Starting in the morning, Bowden made an appearance as the guest selector on ESPN GameDay’s selection show. The show took place in front of the north end zone of Bryant-Denny Stadium. For the game in Tuscaloosa, Bowden picked Alabama to win.
Then, in the afternoon, Bowden was in the Bryant Museum, signing copies of his books. And in the pre-game festivities, Bowden was introduced at midfield, joined by Penn State’s Joe Paterno, another coaching legend, and Alabama’s own, Nick Saban.
During his visit in Tuscaloosa, Bowden said one of the most memorable things was watching the tailgating.
“I’ve coached for 57 years,” he said. “Today is the first day I saw tailgating. When you’re coaching, you drive up in the bus, see the stadium, walk in the gate. But as we drove around today and walked around today and saw those tents and all that food, it was wall-to-wall food. I thought they were starving up here in Tuscaloosa.”
The last time he’d seen a game in Tuscaloosa was back in 1948, when he was a senior at Woodlawn High School in Birmingham and Alabama was trying to recruit him out of high school.
He’s spent 30 years in Alabama and the other 50 in Florida, but he said Birmingham will always be his home.
“I’m always proud to come back,” he said. “There’s no place like home.”
He played for Alabama for one year in 1948 and then transferred to Howard College, now Samford University, to stay with his then-girlfriend and present wife.
After college, he had numerous coaching jobs, one of which was West Virginia, where he gave Saban a coaching job.
“I knew his daddy better than I knew him because his daddy coached little league football, and he always had a bunch of kids around him,” Bowden said. “And Nick was one of those kids. His daddy died very young.

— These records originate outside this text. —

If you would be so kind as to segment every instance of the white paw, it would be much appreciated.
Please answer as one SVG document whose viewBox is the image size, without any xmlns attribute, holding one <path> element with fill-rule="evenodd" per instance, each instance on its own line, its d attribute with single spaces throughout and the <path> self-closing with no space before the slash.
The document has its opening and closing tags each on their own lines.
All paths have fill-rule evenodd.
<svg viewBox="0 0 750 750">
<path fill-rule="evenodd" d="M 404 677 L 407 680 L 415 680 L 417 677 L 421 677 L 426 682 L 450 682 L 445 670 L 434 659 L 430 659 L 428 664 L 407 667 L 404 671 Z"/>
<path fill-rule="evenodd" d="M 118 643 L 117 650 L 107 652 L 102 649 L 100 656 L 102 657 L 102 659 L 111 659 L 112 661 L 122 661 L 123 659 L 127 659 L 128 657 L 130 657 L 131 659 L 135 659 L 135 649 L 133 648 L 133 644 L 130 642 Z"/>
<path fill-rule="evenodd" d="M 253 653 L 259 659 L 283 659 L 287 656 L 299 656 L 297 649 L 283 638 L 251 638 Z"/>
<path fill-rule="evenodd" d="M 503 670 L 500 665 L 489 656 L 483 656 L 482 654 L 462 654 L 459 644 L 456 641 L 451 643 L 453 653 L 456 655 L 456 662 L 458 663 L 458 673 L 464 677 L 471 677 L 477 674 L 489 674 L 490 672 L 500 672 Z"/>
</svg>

I hated to see that. We had an opening. I was thinking I offered him an assistant job, but it could’ve been a GA [graduate assistant]. We hired him, and then I left. I came to Florida State. He’s just done tremendous wherever he’s been.”

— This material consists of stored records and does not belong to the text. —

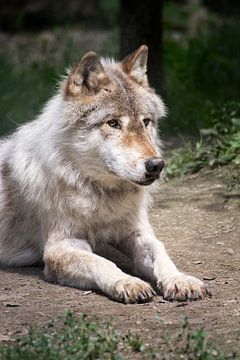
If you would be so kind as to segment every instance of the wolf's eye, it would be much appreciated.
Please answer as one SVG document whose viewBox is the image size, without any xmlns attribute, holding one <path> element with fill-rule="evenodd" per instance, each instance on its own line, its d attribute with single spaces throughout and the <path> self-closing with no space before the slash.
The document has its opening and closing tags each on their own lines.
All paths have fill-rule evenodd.
<svg viewBox="0 0 240 360">
<path fill-rule="evenodd" d="M 121 125 L 118 120 L 115 119 L 109 120 L 107 121 L 107 124 L 114 129 L 121 129 Z"/>
<path fill-rule="evenodd" d="M 147 127 L 151 121 L 152 121 L 152 120 L 151 120 L 151 119 L 148 119 L 148 118 L 143 119 L 144 126 Z"/>
</svg>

In 1987, Bowden thought he was going to be asked to come back and coach at Alabama, but he wasn’t. Then, four years later, he was called again – this time he was really offered the job.
“I told him no, I was too old,” Bowden said. “Then I got the feeling that [Alabama] is ‘Bear’ Bryant’s, and that [Florida State] is Bobby Bowden’s. I got no business going up there. Ain’t no way I could ever match that guy.”
As far as how Florida State played yesterday against Oklahoma, the team didn’t live up to its No. 17 ranking. No. 10 Oklahoma beat them in Norman, Okla., 47-17. Bowden said he didn’t get to watch the second half, but he said in the first half he watched, he thought FSU could do a lot better.
“I’m sure they’ve got a lot to learn,” he said. “The whole key to Florida State this year is defense. Can your defense play good enough?”
Bowden maintains that he didn’t want to retire from coaching, and he said that he doesn’t think Paterno should step away before he’s ready either.
“Joe deserves to step away when Joe decides to step away,” Bowden said. “I think Joe is smart enough that when he can’t get the job done, he’ll leave.”